Sigrid Keydana | Why TensorFlow eager execution matters | RStudio (2019)

Transcript#

This transcript was generated automatically and may contain errors.

Hi, so like when I looked again at my slides, like before this talk, I was wondering, okay, so I say why TensorFlow eager execution matters, but I don't really start with what even is TensorFlow is eager execution, right?

So what is TensorFlow eager execution? So normally when we write Keras models, this gets compiled into a static TensorFlow graph, which makes for, can make for pretty unflexible code. And now eager execution means that the code gets executed dynamically, and this will be the default operating mode of the new TensorFlow 2.0, which is going to come in, well, I don't know, let's say two months or so.

So end of this month, we're going to have TensorFlow 1.13, and then the Google guys are already extremely busy with preparing us for 2.0. And the cool thing is that this TensorFlow eager execution, we can already do it in R since about last summer, so we've been preparing for it, so we're ready. And now in this talk, it's about like I want to show you why it's so cool that we can do that.

But after eight epochs, I get pretty nice-looking penguins. I think they perhaps even look better than the input. So it actually works.

Variational autoencoders

In this case, I was thinking I've generated these penguins, and so I want to generate some snowflakes for them. Unfortunately, it's really hard to get training data for snowflakes. I even emailed a book author who produced some nice photos of snowflakes, but so I had to generate my own training data with a method which is like using cellular automata, okay? Doesn't really matter. This is my input data.

And then, again, I'm constructing my model, and now you will see the same principles like before. I have my encoder model, which is a standalone model. I can define like that. The decoder model, I can define like that. And now with the variation autoencoders, the action really is in the loss function, because on the one hand, I want to reconstruct the input. On the other hand, I have a regularization term, which is different between different types of autoencoders. Here I have one specific loss can be a different one. But still, this ends up being like five lines of code or so, and I'm all set up.

And after I've set it up like that, again, I'm just doing the same kind of iteration over the code. So first time, perhaps you haven't seen that before, so it looks like strange, but it's gonna end up all the same always. And now let's see the snowflakes. So I have here, they don't look much worse than the input, actually.

Benefits of eager execution

So these were examples of models which are quite hard to code if you're using static execution, as we have been doing until now. But this gets a lot easier with eager execution. But there's more to it. More stuff, but important stuff when doing the coding. For example, what's really hard is to see what's going on in deep learning.

If I think of GitHub issues we tend to get, what may happen is, like, people want to code their own loss function or their own metric. You can do that in Keras, okay. But then you get a shape error somewhere in there. So the shapes don't match, can happen. Right now, people tend to get stuck because they just don't know how to debug this. And with eager execution, what you can do is you can just print it out. Like printf debugging.

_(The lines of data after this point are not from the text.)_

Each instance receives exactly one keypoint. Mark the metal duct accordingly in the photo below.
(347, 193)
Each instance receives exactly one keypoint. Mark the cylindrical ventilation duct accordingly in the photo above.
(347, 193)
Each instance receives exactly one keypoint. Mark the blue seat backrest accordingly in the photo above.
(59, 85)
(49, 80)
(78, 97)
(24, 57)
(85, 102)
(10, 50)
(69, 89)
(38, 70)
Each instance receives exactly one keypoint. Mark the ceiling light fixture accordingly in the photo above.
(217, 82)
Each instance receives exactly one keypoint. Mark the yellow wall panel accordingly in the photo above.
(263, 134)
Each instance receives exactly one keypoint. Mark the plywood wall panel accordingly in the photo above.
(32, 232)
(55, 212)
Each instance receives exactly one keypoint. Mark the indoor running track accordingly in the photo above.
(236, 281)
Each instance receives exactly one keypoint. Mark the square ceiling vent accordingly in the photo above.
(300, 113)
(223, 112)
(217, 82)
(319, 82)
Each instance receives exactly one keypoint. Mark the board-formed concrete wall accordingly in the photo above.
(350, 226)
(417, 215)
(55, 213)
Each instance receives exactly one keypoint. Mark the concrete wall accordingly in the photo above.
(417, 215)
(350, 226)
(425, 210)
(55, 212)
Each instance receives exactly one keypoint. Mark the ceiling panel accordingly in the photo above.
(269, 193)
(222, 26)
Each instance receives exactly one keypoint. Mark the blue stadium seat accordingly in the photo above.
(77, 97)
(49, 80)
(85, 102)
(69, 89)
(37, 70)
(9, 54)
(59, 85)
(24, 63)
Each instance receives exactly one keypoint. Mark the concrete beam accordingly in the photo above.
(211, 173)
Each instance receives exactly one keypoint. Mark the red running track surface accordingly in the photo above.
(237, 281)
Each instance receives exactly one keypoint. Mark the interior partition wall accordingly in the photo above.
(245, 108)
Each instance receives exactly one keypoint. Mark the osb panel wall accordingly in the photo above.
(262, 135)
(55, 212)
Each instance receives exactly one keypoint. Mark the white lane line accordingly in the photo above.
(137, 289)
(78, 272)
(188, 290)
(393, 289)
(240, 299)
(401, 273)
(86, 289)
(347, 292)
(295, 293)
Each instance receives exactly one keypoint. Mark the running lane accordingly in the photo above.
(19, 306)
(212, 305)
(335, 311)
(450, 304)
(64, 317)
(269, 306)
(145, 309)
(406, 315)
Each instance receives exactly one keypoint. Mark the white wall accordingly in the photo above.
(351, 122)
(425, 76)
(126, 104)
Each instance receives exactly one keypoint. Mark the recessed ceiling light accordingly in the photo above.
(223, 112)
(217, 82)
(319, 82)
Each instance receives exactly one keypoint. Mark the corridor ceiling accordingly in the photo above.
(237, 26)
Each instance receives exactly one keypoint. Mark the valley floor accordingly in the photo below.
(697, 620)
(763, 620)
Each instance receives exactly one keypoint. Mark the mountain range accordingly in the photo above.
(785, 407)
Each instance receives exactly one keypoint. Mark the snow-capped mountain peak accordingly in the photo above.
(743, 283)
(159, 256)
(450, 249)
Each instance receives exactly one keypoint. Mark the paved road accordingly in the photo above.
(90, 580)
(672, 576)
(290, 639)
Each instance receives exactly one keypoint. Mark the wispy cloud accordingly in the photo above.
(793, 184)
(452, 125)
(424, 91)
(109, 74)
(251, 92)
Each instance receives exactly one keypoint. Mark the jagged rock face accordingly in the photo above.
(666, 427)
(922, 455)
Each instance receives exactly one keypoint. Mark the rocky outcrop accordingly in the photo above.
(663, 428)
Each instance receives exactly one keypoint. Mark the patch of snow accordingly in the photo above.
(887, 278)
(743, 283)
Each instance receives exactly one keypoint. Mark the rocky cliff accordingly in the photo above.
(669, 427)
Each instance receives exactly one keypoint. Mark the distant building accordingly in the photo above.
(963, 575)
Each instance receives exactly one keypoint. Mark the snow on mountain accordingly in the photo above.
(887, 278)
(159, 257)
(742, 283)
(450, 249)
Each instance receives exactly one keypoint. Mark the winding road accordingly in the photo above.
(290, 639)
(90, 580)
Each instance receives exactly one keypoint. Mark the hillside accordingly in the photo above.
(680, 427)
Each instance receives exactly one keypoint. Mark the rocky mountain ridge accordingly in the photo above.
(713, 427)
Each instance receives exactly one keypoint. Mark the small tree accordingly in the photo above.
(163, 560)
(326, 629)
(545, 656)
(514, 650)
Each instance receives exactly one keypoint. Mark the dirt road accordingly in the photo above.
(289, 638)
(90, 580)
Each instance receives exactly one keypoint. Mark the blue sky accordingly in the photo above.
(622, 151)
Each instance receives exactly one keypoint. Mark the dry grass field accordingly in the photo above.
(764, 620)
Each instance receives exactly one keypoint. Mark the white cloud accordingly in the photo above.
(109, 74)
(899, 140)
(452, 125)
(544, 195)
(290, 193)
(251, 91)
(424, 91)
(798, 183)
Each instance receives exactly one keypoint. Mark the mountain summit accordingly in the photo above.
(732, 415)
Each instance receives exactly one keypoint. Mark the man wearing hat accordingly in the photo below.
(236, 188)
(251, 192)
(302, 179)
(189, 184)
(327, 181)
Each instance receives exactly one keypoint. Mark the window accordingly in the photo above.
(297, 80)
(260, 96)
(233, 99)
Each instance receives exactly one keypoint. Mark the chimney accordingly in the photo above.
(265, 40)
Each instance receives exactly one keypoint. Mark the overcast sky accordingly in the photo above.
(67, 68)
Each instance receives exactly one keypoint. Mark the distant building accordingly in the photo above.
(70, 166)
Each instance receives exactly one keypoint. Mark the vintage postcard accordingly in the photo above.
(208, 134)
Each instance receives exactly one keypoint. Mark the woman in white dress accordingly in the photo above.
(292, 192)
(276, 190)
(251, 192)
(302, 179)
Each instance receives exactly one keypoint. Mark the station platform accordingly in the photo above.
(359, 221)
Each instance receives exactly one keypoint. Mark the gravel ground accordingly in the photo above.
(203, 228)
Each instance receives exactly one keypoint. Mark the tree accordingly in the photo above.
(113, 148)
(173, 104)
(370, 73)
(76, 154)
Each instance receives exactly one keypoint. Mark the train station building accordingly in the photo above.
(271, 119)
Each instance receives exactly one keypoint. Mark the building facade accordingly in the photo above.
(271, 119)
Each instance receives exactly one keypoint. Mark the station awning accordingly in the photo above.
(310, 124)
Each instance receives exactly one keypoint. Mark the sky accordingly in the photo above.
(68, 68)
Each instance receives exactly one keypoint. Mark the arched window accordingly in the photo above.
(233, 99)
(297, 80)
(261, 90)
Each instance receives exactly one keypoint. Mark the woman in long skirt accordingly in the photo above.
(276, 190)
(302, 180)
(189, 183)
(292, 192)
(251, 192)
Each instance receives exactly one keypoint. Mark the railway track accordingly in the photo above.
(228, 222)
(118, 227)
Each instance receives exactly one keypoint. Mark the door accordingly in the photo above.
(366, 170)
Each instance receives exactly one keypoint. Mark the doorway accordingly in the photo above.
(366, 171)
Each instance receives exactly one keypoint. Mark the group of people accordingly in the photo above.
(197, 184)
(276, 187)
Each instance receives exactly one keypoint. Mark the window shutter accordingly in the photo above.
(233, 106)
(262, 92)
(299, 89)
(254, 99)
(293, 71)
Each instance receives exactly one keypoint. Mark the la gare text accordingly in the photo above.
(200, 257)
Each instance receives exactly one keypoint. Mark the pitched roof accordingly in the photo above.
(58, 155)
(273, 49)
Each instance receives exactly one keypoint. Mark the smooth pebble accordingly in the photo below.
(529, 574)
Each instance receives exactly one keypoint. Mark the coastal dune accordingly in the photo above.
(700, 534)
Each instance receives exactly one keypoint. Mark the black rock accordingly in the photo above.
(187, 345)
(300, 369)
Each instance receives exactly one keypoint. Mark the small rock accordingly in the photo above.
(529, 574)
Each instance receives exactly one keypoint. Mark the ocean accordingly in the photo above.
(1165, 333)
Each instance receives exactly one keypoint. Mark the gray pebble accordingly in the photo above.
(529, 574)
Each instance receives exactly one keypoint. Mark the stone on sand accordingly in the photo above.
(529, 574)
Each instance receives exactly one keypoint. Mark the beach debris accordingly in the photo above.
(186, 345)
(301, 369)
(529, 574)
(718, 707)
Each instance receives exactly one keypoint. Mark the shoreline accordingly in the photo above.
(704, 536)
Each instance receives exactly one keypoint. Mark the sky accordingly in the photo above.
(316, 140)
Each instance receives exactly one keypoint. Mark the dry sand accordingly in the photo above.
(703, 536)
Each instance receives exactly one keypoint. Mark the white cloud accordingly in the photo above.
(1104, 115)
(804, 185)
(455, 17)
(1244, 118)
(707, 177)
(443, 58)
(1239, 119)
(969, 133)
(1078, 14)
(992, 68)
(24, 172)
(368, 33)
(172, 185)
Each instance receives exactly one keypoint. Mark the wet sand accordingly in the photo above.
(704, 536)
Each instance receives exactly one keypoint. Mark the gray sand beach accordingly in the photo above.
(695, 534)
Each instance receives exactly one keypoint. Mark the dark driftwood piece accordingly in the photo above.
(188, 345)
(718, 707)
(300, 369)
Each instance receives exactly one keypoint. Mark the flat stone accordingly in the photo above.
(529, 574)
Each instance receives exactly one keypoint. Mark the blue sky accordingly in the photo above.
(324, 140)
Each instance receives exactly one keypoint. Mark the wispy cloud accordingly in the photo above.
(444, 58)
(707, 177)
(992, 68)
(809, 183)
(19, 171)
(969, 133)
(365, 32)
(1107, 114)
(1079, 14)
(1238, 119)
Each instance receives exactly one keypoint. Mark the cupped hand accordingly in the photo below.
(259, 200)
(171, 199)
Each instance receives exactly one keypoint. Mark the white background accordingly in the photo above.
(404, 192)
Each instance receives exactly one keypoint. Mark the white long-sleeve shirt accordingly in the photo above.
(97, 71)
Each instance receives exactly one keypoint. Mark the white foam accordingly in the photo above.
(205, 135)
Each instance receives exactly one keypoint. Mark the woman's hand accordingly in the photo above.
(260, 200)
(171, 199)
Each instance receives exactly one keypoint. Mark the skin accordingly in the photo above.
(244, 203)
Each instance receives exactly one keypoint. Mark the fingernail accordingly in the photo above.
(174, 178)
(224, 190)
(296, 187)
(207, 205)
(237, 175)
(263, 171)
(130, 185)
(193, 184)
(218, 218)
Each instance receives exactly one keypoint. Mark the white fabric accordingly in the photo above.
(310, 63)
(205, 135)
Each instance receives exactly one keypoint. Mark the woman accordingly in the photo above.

So it's, I mean, you're gonna remove it later, right? So why not do it?

That's one thing. Another thing is you can have more modular code, because you can isolate logic in small custom models. And then also, when sometimes we are getting, we want to have architectures where you can't just chain the layers one after each other. You need some interleaving of logic. I'm gonna show that. So these are three examples for how eager execution makes things easier, actually.

Now easy debugging, for example. Here you have this loop again where I'm doing the recording of the actions. And I'm gonna calculate the loss and then doing the back prop. And now really what happens when you actually code this, in practice, you're quite often you may get shape not matching shapes in deep learning. And then what I can do here is I can just really print it out. And I cannot just print out the shape. I can print out the actual images. So when I do this print generated images, I really see, like, float tensors, yeah? Like a 4D array of floats. And this is, like, invaluable for debugging, actually, when you're writing that code.

Also here with the gradients. So one thing if your network just doesn't train, yeah? One thing that can happen is that the gradients just vanish or get too big, for example. And so what I can just do, I can print them out. And there I have it.

Another thing, modular code. So what we often see in longer deep learning examples is, like, I have lots of layers. For example, the ConvNet. And all these convolutional layers, they want their parameters specified. And so it gets long and lots of duplicated stuff. And here what I can do, I can just take part of the logic and put it in a custom model for itself. Here what we often do is either upsampling or downsampling. So convolution or deconvolution. And a typical, for example, downsampling module could look like a Conv layer and some batch normalization and dropout, yeah? And perhaps another Conv layer, another batch normalization, another dropout. And now I don't have to type that again and again and again. I can just define it as an own submodule, so to say.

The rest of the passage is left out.